In the Shadow of the Bear
Page 7
“I never understood why they called it a scarlet citadel,” said Waxmelt. “It always looked rosy to me.”
“You’ve been there?” That was another secret he had kept from her.
“I stole the jewel from Lady Cindertallow’s Inner Keep,” said Waxmelt. “I wouldn’t dream of going near Chandlefort, if Snuff weren’t after us. Even he’d be chary of venturing near a Yellowjacket Guardsman, and Lady Cindertallow keeps a thousand of them in Chandlefort.” Waxmelt looked thoughtfully northward. “Why did Sorrel stay so long at Ladyrest? He asked me where I came from in Linstock.
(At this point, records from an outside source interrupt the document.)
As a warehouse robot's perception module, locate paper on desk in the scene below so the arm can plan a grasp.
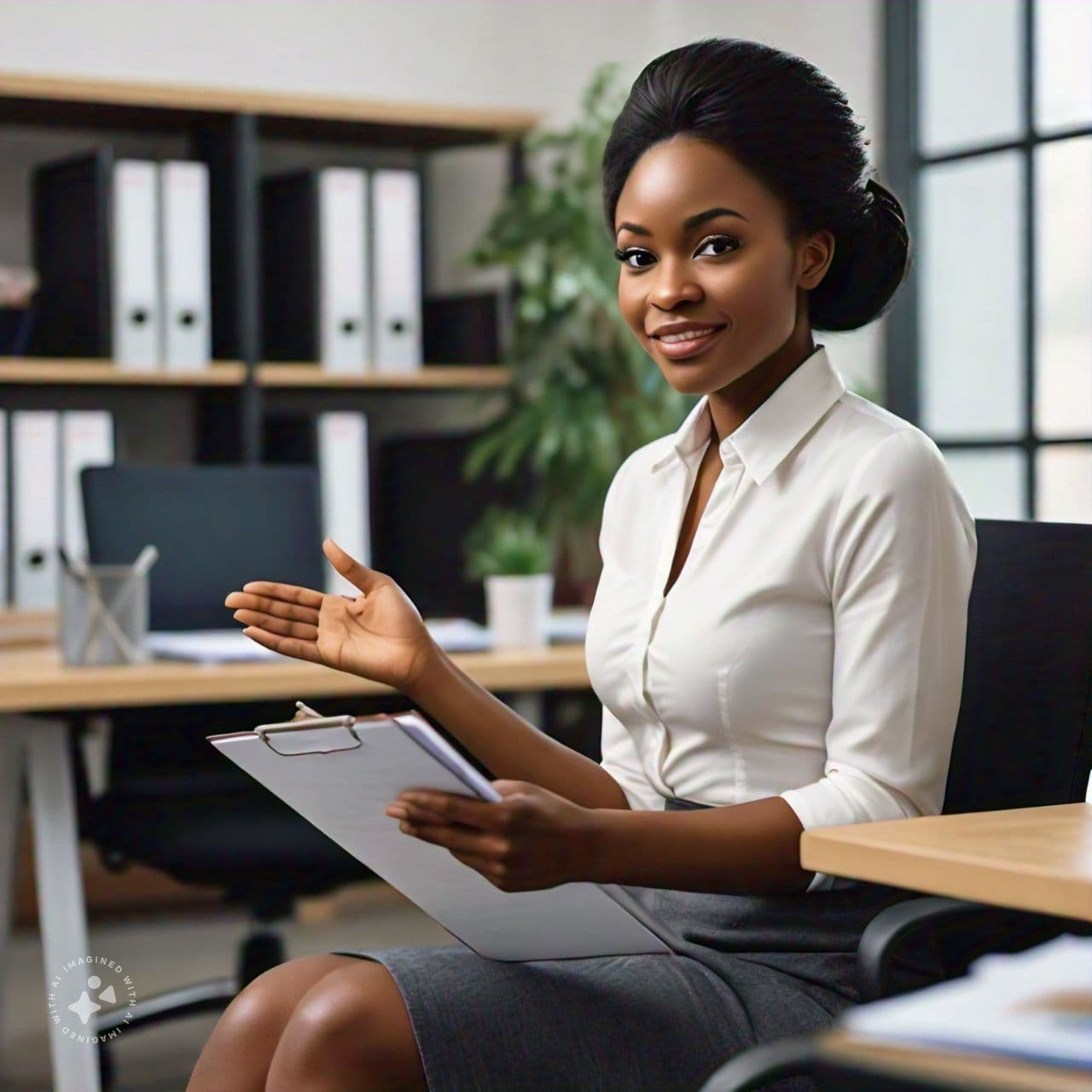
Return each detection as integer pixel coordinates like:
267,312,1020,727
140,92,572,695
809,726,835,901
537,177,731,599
144,608,588,664
838,933,1092,1069
425,607,588,652
144,629,277,664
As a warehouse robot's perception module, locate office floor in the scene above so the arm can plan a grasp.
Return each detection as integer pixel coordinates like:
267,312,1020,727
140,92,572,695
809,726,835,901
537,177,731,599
0,886,453,1092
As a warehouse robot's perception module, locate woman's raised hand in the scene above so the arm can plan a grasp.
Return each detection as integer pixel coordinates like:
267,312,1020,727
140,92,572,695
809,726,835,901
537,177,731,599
224,538,437,693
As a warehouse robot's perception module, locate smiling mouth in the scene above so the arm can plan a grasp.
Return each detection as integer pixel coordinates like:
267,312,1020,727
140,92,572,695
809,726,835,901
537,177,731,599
654,327,725,360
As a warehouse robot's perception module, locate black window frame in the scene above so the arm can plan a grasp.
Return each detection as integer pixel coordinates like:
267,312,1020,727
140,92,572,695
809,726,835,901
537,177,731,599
884,0,1092,520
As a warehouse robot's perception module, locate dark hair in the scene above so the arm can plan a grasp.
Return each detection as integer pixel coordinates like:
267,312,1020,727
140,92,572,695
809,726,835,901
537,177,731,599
603,38,911,330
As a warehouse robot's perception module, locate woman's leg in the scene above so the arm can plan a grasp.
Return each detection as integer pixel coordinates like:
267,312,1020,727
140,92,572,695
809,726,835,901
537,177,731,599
265,959,428,1092
187,955,357,1092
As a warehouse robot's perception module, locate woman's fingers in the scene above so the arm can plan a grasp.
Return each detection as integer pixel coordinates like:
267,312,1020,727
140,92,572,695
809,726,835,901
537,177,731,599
242,625,322,664
234,611,319,641
322,538,377,593
242,580,322,611
398,819,508,861
224,584,322,625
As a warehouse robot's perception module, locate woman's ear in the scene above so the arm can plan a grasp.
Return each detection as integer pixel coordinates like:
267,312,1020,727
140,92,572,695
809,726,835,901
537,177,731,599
796,229,835,290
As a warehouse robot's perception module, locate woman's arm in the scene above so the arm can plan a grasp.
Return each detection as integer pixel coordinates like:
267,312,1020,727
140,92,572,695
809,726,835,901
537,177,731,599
386,781,815,894
406,645,629,809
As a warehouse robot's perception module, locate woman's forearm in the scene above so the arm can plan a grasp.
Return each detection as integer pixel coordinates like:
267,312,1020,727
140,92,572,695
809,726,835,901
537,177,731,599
582,796,815,894
406,647,629,808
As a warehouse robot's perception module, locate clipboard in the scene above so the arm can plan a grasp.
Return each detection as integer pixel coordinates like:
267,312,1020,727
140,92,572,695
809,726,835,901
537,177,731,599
206,703,680,962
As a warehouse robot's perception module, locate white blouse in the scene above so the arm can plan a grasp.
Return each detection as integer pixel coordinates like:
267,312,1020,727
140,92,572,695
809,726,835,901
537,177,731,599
585,345,978,891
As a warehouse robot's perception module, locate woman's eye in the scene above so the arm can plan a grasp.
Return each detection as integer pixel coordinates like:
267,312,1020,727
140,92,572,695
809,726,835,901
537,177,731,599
698,235,740,257
615,235,740,270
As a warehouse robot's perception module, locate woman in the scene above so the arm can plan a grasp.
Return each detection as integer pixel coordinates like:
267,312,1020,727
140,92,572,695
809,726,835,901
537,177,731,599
190,38,978,1092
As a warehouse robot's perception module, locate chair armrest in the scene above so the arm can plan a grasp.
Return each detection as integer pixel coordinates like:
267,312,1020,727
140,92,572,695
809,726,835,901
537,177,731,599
857,896,1030,1002
699,1035,819,1092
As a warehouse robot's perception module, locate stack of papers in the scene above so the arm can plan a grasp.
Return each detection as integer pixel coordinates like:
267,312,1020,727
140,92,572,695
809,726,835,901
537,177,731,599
838,933,1092,1070
144,608,588,664
425,607,589,652
144,629,278,664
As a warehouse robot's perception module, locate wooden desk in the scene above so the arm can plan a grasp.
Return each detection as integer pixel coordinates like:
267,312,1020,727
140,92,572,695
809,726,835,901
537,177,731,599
800,804,1092,921
0,643,589,713
0,643,590,1092
816,1027,1092,1092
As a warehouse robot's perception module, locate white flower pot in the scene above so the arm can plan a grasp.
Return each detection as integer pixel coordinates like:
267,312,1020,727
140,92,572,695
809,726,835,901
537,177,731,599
485,572,554,648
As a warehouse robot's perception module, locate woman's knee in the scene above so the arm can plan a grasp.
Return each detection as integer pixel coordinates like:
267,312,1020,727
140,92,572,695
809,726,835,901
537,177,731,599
221,955,350,1045
270,960,425,1088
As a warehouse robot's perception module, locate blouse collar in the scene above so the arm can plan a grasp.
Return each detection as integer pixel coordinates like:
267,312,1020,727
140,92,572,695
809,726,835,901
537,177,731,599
651,345,846,485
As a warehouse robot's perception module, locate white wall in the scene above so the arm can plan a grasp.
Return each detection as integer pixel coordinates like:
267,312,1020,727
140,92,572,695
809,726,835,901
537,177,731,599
0,0,882,386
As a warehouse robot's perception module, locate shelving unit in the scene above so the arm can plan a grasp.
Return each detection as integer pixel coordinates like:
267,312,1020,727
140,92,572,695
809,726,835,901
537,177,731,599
0,73,541,462
0,356,511,390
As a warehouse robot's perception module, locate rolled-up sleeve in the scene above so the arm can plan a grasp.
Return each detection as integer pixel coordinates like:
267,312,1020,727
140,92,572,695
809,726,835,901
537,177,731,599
780,429,978,891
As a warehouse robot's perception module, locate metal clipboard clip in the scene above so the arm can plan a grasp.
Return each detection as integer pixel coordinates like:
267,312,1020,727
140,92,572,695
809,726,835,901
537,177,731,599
254,701,363,758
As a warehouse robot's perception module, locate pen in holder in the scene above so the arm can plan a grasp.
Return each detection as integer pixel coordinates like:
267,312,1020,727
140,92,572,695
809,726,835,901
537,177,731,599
60,546,160,665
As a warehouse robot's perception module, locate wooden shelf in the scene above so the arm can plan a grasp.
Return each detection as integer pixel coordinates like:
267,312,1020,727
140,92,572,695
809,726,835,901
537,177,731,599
0,356,246,386
0,72,542,147
258,363,511,390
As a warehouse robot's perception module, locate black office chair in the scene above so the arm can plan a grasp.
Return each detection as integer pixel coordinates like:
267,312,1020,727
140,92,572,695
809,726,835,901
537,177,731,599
77,465,377,1079
701,520,1092,1092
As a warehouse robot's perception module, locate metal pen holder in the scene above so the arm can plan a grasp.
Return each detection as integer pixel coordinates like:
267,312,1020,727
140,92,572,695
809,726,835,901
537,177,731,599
60,554,155,666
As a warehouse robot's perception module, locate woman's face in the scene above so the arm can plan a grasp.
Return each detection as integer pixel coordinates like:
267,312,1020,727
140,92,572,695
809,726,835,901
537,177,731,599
615,136,834,394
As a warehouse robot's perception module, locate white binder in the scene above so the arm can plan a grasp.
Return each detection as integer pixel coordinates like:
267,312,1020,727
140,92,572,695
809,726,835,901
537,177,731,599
110,160,161,371
61,410,113,558
160,160,212,371
11,410,60,611
206,712,678,961
319,167,370,375
371,167,422,372
0,410,11,607
317,410,371,596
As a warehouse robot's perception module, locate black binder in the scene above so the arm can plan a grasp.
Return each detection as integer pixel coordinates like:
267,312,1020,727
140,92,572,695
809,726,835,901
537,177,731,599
28,144,113,358
261,171,321,362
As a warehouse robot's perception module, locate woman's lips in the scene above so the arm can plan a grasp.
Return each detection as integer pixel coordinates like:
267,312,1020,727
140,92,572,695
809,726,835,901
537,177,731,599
655,327,725,360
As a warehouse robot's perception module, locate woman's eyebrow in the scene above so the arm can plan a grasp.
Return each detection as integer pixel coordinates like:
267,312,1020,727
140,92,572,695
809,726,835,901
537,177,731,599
615,208,747,235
I wondered at the time why he was so inquisitive. Ah, Clo, perhaps he was a Chandlefort spy.”
He was frightened of the bear, Clovermead almost said. He was my friend and he was resting on his journey. Then she wondered if that was the truth after all. Maybe the Tansyard had deceived her, too—smiled at her and teased her and kept his eye on Waxmelt the entire time. Right now she could believe that the whole world was made up of liars.
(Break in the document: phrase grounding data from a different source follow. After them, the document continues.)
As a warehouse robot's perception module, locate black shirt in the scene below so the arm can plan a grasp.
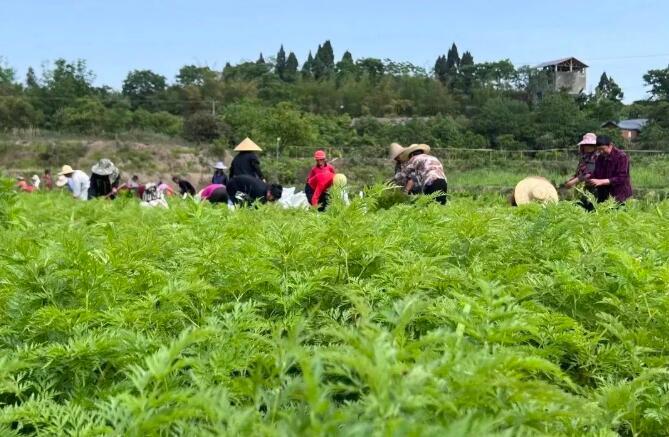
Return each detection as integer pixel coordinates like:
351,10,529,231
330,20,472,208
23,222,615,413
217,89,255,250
179,179,195,196
225,175,267,204
230,152,265,179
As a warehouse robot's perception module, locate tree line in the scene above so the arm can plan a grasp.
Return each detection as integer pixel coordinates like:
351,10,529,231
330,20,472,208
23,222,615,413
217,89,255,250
0,41,669,149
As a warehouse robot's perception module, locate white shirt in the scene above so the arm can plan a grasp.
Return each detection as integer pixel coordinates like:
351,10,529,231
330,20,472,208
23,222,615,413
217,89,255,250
69,170,91,200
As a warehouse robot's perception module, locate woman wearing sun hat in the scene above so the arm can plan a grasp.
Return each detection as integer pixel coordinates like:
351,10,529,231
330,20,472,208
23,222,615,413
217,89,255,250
511,176,559,206
88,158,121,199
58,165,91,200
400,144,448,205
230,137,265,181
564,132,597,211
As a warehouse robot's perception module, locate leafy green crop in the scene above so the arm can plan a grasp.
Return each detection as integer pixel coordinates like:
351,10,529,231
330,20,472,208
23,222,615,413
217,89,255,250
0,188,669,436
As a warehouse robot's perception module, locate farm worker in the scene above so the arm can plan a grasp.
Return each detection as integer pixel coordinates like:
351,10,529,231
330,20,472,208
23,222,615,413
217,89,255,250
140,182,169,208
230,137,265,181
225,175,283,205
389,143,419,194
211,161,228,185
172,176,195,197
58,165,91,200
88,158,121,199
306,150,335,183
42,168,53,191
158,181,174,196
199,184,228,203
56,175,72,192
510,176,559,206
332,173,351,205
564,133,597,211
586,135,632,203
304,172,335,211
400,144,448,205
30,174,42,190
16,176,35,193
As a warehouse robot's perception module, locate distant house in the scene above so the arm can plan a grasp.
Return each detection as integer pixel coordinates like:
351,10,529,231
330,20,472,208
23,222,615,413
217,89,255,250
534,58,588,95
602,118,648,141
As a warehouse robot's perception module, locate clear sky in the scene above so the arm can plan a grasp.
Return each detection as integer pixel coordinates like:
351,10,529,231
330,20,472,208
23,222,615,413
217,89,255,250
0,0,669,101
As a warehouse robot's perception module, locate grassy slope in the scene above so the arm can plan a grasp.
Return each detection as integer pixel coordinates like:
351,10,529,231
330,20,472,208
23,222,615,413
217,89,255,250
0,189,669,435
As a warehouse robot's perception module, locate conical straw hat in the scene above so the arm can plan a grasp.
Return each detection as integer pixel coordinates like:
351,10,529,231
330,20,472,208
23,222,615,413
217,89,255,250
400,144,430,161
513,176,559,205
234,137,262,152
388,143,405,160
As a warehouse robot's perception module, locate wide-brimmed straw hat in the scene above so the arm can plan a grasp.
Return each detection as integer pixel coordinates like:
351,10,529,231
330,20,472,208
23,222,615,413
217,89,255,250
332,173,348,187
58,165,74,176
513,176,559,205
578,132,597,146
91,158,118,176
234,137,262,152
400,144,430,161
388,143,406,160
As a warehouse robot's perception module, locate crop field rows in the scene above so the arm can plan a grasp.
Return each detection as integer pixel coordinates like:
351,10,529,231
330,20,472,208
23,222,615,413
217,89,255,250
0,187,669,436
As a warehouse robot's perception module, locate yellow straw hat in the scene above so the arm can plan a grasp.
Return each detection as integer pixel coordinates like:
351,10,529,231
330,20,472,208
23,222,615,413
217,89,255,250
332,173,348,187
513,176,559,205
58,165,74,176
234,137,262,152
388,143,406,160
400,144,430,161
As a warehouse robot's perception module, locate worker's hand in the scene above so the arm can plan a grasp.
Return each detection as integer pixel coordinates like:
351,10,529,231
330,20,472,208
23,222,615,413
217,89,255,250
585,179,609,187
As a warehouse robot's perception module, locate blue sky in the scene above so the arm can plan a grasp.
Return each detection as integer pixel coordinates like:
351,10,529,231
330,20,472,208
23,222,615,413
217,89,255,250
0,0,669,101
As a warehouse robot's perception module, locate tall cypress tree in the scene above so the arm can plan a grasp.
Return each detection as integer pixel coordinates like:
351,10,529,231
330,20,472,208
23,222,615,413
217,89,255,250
460,51,474,67
284,52,298,82
274,44,286,79
446,43,460,75
302,51,314,78
26,67,39,89
321,40,334,72
434,55,448,83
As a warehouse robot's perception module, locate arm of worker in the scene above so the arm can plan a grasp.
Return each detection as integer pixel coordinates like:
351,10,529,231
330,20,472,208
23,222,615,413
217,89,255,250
251,159,265,181
404,179,414,194
564,176,579,188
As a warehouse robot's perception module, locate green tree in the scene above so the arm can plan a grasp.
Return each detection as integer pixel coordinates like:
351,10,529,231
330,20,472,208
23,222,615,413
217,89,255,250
434,55,448,83
183,112,221,142
0,96,42,131
595,72,623,103
284,52,299,82
302,51,314,79
122,70,167,111
26,67,39,90
643,66,669,100
274,44,288,80
177,65,218,88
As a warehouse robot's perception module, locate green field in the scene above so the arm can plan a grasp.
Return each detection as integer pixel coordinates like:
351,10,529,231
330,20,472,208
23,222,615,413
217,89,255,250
0,183,669,436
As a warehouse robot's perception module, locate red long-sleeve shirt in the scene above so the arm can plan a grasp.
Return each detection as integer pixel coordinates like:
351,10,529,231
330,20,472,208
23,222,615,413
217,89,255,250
307,164,335,183
308,172,334,206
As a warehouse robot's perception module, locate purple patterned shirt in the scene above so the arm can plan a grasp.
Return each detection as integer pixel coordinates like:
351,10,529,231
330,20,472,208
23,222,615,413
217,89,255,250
592,147,632,203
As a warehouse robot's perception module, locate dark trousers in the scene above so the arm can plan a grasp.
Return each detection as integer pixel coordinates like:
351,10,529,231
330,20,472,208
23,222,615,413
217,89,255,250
423,179,448,205
304,184,328,211
207,187,228,203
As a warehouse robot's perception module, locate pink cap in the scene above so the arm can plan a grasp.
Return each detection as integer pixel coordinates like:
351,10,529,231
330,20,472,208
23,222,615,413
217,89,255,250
578,132,597,146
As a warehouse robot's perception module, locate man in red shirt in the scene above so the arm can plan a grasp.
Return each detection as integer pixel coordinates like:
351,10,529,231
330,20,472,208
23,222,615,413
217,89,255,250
305,172,334,211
They climbed into the Chaffen Hills, a land of sheer rock faces and rubble slopes, crumpled hills, and deep and hidden dells that pockmarked the high forests. Tiny streams curled lazily through the precipitous valleys and cut narrow slots through the crumbling rocks. Crescent Road ran boldly through this broken land. The Empire’s engineers had cut into mountainsides to create a meandering, switchbacked, and almost gentle passage from Linstock to Timothy Vale that was passable by man and horse alike. But the road builders had departed long since, and rain and cold had loosened the Road’s stones and left room in the crevices for grass to sprout.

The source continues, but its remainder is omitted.